There were 6,776 home runs hit during the regular season, which shattered the previous record, set in 2017, by nearly 11 percent. Numerous players around the league suspected or assumed that the league, which owns the ball manufacturer, Rawlings, had intentionally juiced the baseball to promote offense. The committee concluded in the report that “no evidence was found that changes in baseball performance were due to anything intentional on the part of Rawlings or MLB and were likely due to manufacturing variability.”

That conclusion would appear to only be partially accurate.

Dr. Meredith Wills, an astrophysicist who has been conducting her own research on baseballs and the home run explosion, published her own work on all of this in The Athletic last June. Wills concluded that, based on her examination of baseball seams and seam height, a key part of the manufacturing process — the drying of damp, finished baseballs after assembly is complete — likely did change.

Specifically, she concluded that seam height and decreased bulging of baseballs which led to less aerodynamic drag and farther ball flight was likely the result of Rawlings using heaters to dry balls, as opposed to the traditional air-drying, allowing them to produce more balls in a shorter period of time. Wills told NBC Sports this morning that she suspects Rawlings did this because many more balls were needed due to Major League Baseball mandating that Triple-A adopt the major league ball for the 2019 season.

As such, the key word in this morning’s report is “intentional.” Wills:

“The decrease in drag was very likely unintentional, but the change in the drying process would be intentional. No, they didn’t intend to juice the ball, but yes, they did make an intentional change to the manufacturing process. It was not ‘manufacturing variability’ it was deliberate process improvement to accommodate higher demand. ‘Variability’ makes it sound like it’s random or a mistake. It was not.”

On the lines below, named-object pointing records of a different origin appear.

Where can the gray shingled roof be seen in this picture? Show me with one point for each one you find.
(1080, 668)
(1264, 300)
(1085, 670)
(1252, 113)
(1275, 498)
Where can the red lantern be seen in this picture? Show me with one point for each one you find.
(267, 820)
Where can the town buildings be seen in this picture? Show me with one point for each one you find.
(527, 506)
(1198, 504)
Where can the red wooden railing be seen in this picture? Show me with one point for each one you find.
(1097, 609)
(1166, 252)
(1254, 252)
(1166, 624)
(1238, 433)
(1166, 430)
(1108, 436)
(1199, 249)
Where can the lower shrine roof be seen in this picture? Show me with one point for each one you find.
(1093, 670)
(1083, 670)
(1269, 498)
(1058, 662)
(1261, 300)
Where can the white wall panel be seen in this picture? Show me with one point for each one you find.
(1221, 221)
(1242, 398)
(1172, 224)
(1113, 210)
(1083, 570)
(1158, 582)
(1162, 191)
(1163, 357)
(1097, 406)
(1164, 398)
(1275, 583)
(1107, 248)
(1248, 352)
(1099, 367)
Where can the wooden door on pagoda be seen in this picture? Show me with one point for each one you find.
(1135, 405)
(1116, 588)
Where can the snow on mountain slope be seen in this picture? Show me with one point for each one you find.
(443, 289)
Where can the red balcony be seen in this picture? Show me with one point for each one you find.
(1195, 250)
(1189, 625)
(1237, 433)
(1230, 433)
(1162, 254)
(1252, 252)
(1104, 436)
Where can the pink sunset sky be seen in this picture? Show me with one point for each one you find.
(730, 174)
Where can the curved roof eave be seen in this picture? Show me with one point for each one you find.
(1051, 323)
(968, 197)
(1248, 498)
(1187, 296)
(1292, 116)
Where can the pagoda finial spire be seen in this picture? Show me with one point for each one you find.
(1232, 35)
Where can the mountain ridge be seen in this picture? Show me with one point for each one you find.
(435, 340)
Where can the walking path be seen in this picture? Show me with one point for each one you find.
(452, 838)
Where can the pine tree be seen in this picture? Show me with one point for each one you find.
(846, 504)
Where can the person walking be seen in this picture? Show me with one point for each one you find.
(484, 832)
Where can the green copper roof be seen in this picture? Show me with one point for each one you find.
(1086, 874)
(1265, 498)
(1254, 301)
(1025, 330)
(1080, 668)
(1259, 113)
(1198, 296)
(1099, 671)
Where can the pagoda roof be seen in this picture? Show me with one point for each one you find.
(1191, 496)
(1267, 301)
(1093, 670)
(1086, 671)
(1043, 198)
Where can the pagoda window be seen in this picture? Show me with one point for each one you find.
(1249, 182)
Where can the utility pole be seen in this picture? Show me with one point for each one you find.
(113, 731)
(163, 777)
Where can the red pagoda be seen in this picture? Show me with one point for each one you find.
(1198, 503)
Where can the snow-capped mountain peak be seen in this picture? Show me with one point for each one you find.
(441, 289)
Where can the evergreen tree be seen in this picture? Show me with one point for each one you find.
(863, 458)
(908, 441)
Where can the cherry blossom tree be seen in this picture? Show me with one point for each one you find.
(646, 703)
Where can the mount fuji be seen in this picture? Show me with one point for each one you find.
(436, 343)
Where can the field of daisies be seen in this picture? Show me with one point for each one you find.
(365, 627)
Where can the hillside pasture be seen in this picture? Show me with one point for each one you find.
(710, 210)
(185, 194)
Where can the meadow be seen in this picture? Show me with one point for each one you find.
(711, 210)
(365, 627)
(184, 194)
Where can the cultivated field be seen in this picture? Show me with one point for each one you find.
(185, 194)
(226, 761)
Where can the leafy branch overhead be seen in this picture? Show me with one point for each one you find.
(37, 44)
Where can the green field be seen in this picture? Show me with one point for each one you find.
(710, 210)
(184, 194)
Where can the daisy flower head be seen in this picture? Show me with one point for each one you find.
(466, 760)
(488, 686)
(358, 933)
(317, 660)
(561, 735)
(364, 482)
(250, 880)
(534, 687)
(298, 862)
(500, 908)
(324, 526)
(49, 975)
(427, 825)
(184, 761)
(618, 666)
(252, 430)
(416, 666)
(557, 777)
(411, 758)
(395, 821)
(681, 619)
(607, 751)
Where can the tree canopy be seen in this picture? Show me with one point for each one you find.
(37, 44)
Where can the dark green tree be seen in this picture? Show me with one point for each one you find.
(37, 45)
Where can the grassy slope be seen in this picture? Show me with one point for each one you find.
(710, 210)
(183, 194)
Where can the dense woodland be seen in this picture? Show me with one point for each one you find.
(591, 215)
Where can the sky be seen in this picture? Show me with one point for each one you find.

There is also the matter of the decrease in ball flight and home runs observed — and confirmed by today’s report — in the 2019 postseason.

MLB’s expert panel basically punts on any explanations for the variation, noting small sample size and no other apparent explanation. As such, the matter for the immediate change in the home run rate and fly ball distance the moment we moved from September to October baseball is not clear. Wills is continuing her research on 2019 postseason game balls — a matter about which there has already been no small amount of controversy of late — and expects to publish her results soon.

There will be a press conference regarding the study here at the Winter Meetings at 1PM Eastern time today. NBC Sports will be at that press conference. NBC Sports has a good number of followup questions.